As the “power vertical” is consolidated in the post-Soviet space, most nonstate institutions are getting weaker, with one interesting exception: the national churches. In early 2011, the patriarchs have a spring in their steps, writes senior associate for the Caucasus with the Carnegie Endowment for International Peace Thomas de Waal in The National Interest.
The phenomenon is strongest in Armenia, Georgia and Russia. The Armenian Catholicos, Karekin II is not just the leader of the Armenian Gregorian Church but of Armenians worldwide. But he exercises the enormous influence he has fairly quietly. Ilia II of Georgia (who has been patriarch of Georgia since 1977) and the patriarch of Moscow, Kirill I, are more visible and both are shrewd political figures.
You could say that these two patriarchs are possibly the only untouchable figures in their two countries. In an opinion poll for NDI last April Patriarch Ilia II won an astonishing 90 percent approval rating, easily making him the most popular figure in Georgia—and comfortably outstripping President Mikheil Saakashvili who earned a positive rating of 58 percent.

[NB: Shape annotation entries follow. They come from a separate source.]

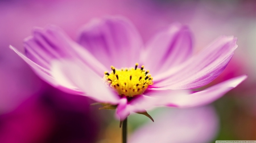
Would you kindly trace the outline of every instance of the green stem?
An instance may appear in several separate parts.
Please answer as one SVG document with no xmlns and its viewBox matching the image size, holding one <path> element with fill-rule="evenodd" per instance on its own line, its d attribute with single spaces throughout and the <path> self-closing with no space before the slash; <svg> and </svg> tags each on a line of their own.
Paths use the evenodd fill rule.
<svg viewBox="0 0 256 143">
<path fill-rule="evenodd" d="M 122 127 L 122 143 L 127 142 L 127 118 L 123 120 Z"/>
</svg>

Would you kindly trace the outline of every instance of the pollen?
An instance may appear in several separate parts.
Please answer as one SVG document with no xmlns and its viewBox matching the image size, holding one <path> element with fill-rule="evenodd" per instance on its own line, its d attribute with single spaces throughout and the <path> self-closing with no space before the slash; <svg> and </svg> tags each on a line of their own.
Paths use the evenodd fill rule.
<svg viewBox="0 0 256 143">
<path fill-rule="evenodd" d="M 149 85 L 153 84 L 153 77 L 144 66 L 138 68 L 115 69 L 111 66 L 110 72 L 105 72 L 104 80 L 107 85 L 113 88 L 119 95 L 133 97 L 143 93 Z"/>
</svg>

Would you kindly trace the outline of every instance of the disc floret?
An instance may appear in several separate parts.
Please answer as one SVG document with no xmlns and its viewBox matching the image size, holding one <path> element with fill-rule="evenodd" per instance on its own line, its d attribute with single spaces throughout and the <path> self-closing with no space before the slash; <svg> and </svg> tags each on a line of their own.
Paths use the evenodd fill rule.
<svg viewBox="0 0 256 143">
<path fill-rule="evenodd" d="M 119 95 L 133 97 L 143 93 L 149 85 L 153 84 L 153 78 L 148 74 L 149 70 L 144 70 L 144 66 L 135 68 L 115 69 L 111 66 L 112 71 L 105 72 L 104 79 L 108 85 L 113 88 Z"/>
</svg>

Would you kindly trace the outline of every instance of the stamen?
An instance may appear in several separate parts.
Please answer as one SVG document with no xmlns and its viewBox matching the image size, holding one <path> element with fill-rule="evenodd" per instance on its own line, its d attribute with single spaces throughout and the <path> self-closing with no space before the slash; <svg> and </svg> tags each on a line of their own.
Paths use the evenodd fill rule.
<svg viewBox="0 0 256 143">
<path fill-rule="evenodd" d="M 109 73 L 107 71 L 104 72 L 104 74 L 105 74 L 106 75 L 108 75 L 108 76 L 109 75 Z"/>
<path fill-rule="evenodd" d="M 114 75 L 115 74 L 115 67 L 113 67 L 113 66 L 111 66 L 111 69 L 112 70 L 113 73 L 114 73 Z"/>
<path fill-rule="evenodd" d="M 141 70 L 138 70 L 138 66 L 136 63 L 135 68 L 121 69 L 111 66 L 111 72 L 104 72 L 106 84 L 120 96 L 133 97 L 142 94 L 153 84 L 153 78 L 148 74 L 149 70 L 144 70 L 144 66 L 141 66 Z"/>
<path fill-rule="evenodd" d="M 148 73 L 148 72 L 149 72 L 149 70 L 147 70 L 147 71 L 146 71 L 146 72 L 145 72 L 145 76 L 146 76 L 147 73 Z"/>
</svg>

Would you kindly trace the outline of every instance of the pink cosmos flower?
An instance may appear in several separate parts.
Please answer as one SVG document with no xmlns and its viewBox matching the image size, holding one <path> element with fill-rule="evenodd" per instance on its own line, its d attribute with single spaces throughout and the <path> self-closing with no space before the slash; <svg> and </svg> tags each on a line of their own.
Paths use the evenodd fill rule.
<svg viewBox="0 0 256 143">
<path fill-rule="evenodd" d="M 143 45 L 129 20 L 112 17 L 85 25 L 77 42 L 60 28 L 48 25 L 35 28 L 33 36 L 25 39 L 26 55 L 10 47 L 53 86 L 109 103 L 103 108 L 117 107 L 123 120 L 131 112 L 158 106 L 207 104 L 236 87 L 247 76 L 202 91 L 190 90 L 207 85 L 223 71 L 236 41 L 221 36 L 193 55 L 185 26 L 173 24 Z"/>
</svg>

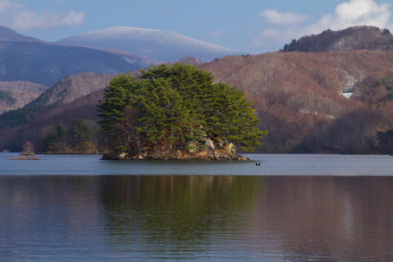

Last year the Patriarch of Moscow, Kirill I, was in seventh place in Nezavisimaya Gazeta’s traditional list, compiled by experts, of Russia’s one hundred leading political figures—no mean feat for a nonpolitician. Ahead of him were only Vladimir Putin and Dmitry Medvedev and their closest allies. Behind him in the list were Russia’s defense and foreign ministers and Alexei Miller, head of Gazprom.